The shadow race for U.S. Senate continues.

U.S. Sen. Mark Pryor, so far officially unchallenged, has drawn a high-dollar TV campaign from Michael Bloomberg's gun control lobby for siding with the NRA.

U.S. Rep. Tom Cotton, a former Arkansan who came back to the state two years ago to rent a house and run for 4th District Congress to represent the Club for Growth, is widely expected to be Pryor's likely Republican opponent. He's been grabbing the spotlight, in sometimes wacky ways.

PAIN IS GOOD: Soon after taking office, Cotton was sanguine about a debt default — and the resulting market crash and pain. He figured it might be a good thing if it led to massive reductions in federal benefit spending.

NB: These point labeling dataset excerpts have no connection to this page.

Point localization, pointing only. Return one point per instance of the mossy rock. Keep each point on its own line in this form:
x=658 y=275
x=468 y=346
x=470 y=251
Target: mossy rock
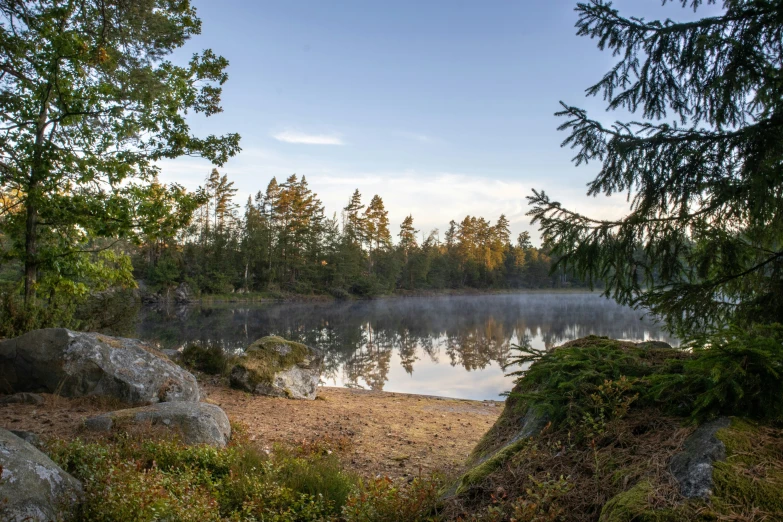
x=280 y=368
x=749 y=480
x=634 y=504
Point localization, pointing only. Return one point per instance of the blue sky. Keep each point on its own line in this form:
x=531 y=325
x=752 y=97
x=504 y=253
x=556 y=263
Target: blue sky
x=443 y=108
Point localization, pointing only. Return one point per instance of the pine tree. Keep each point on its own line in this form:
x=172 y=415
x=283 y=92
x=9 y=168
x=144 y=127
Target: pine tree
x=702 y=166
x=89 y=105
x=354 y=224
x=407 y=235
x=376 y=220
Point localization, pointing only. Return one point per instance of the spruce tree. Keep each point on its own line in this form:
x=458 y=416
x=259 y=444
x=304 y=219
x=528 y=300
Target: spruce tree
x=701 y=164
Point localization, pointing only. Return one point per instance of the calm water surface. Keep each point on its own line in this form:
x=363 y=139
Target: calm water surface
x=448 y=346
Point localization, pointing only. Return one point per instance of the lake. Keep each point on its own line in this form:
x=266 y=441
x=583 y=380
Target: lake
x=445 y=346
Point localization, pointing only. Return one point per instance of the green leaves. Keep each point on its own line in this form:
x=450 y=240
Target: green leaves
x=88 y=106
x=701 y=243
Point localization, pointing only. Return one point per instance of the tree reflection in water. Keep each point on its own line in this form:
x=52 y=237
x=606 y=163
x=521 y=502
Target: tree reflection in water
x=362 y=339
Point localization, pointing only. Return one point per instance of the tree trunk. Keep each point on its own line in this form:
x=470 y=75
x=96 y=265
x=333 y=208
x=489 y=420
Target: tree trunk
x=31 y=252
x=33 y=189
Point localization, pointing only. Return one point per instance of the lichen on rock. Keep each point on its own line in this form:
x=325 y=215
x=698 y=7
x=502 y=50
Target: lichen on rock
x=277 y=367
x=32 y=487
x=194 y=422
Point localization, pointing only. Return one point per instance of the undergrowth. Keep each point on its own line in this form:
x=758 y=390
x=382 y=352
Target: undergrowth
x=611 y=414
x=129 y=478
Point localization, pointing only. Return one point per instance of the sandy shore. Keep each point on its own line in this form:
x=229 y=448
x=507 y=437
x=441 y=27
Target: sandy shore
x=379 y=433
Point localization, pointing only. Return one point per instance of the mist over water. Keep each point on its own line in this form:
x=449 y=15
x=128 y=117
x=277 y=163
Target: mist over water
x=447 y=346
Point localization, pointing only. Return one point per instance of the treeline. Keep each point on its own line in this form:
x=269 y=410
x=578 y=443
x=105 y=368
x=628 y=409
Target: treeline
x=284 y=241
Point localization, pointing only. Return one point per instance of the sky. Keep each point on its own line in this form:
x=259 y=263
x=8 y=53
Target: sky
x=444 y=108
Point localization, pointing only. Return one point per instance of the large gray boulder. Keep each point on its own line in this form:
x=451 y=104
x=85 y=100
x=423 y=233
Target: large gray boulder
x=279 y=368
x=692 y=467
x=75 y=364
x=194 y=422
x=32 y=487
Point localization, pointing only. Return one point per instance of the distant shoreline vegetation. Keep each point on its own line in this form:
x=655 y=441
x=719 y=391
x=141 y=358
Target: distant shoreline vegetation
x=265 y=297
x=283 y=245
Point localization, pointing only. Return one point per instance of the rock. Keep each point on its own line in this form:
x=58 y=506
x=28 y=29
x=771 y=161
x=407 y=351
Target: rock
x=74 y=364
x=196 y=422
x=28 y=436
x=183 y=294
x=279 y=368
x=32 y=487
x=172 y=354
x=655 y=345
x=693 y=466
x=22 y=398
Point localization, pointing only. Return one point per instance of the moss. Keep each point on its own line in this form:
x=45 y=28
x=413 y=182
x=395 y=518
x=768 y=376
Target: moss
x=634 y=504
x=750 y=480
x=483 y=470
x=269 y=355
x=752 y=475
x=210 y=359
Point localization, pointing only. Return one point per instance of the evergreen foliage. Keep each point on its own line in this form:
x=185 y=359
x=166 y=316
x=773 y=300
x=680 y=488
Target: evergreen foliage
x=701 y=246
x=284 y=242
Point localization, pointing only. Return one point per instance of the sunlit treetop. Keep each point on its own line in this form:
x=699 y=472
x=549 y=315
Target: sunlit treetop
x=88 y=104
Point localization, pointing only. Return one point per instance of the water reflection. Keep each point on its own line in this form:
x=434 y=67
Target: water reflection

SELECTIVE MEMORY: Cotton politicized the Boston terror bombings by asserting that there'd been several terror attacks on Obama's watch, but none (he formed a big theatrical zero with his hand) on the watch of George W. Bush. He overlooked several incidents during the Bush reign and said you couldn't count that little incident when planes flew into a couple of New York skyscrapers.

HEARTLESS IN THE HEARTLAND: Cotton joined a rump minority of teabaggers in opposing storm relief legislation for Hurricane Sandy victims unless someone else paid. Will he exhibit such budget rigor on the next Arkansas tornado?

PRESUMPTION OF GUILT: Last week, Cotton drew objections even from the Republican committee chair for his idea to automatically expand financial penalties against Iranians who violate U.S. sanctions to anyone related to those Iranians in the third-degree. This would include great-grandchildren, nephews and nieces.

Cotton caught so much grief that his office endeavored to alibi. He had not proposed "legislation," the office said, merely an "amendment." It was aimed only at Iranians, not American citizens. The language of the amendment was not clear on the citizenship point, but was un-American all the same. We have a Constitution that presumes innocence. Courts have ruled that the Fifth Amendment's due process applies to non-citizens. The Constitution also explicitly rejects "corruption of blood," or guilt based on kinship.

Cotton's mindset — that citizens of other countries are children of lesser gods — is precisely the sort of thinking that brings U.S. military prison scandals, torture and a decline in worldwide respect.

The Democratic Senatorial Campaign Committee pounced on Cotton's latest.

"To call Tom Cotton an extreme ideologue is not overstating anything," said a spokesman for the committee.

No, it is plain fact. Add to his bill of particulars support for prosecution of reporters who write stories about U.S. foreign intrigue as well as extremism on guns, abortion and Obamacare (which many of his Republican legislative supporters in Arkansas just voted to implement).

Is being an extremist bad? Republicans are running hard against Pryor's mushiness, as exhibited by occasional wobbles — at least by comparison with Republican rigidity — on guns, abortion, organized labor, taxes and more.

I think the average Arkansan wobbles a bit, too. The polls indicate Arkansans don't like abortion much, for example. But no poll yet has said the state is ready to make it illegal. The polls also indicate that Arkansans join the rest of the country in accepting some regulation of guns, despite the gun inerrancy of most politicians.

So the apparent choice for 2014: An extreme D.C. carpetbagger who abandoned Arkansas until opportunity presented itself? Or a mushy centrist, but a known quantity with a warm and fuzzy name?

I'm not yet convinced extremism is a winning theme for Democrats. But we DO have three defeated legislative stooges — Mauch, Fuqua and Hubbard — to lend at least a little support to the theory that Tom Cotton could be made the Shemp of 2014.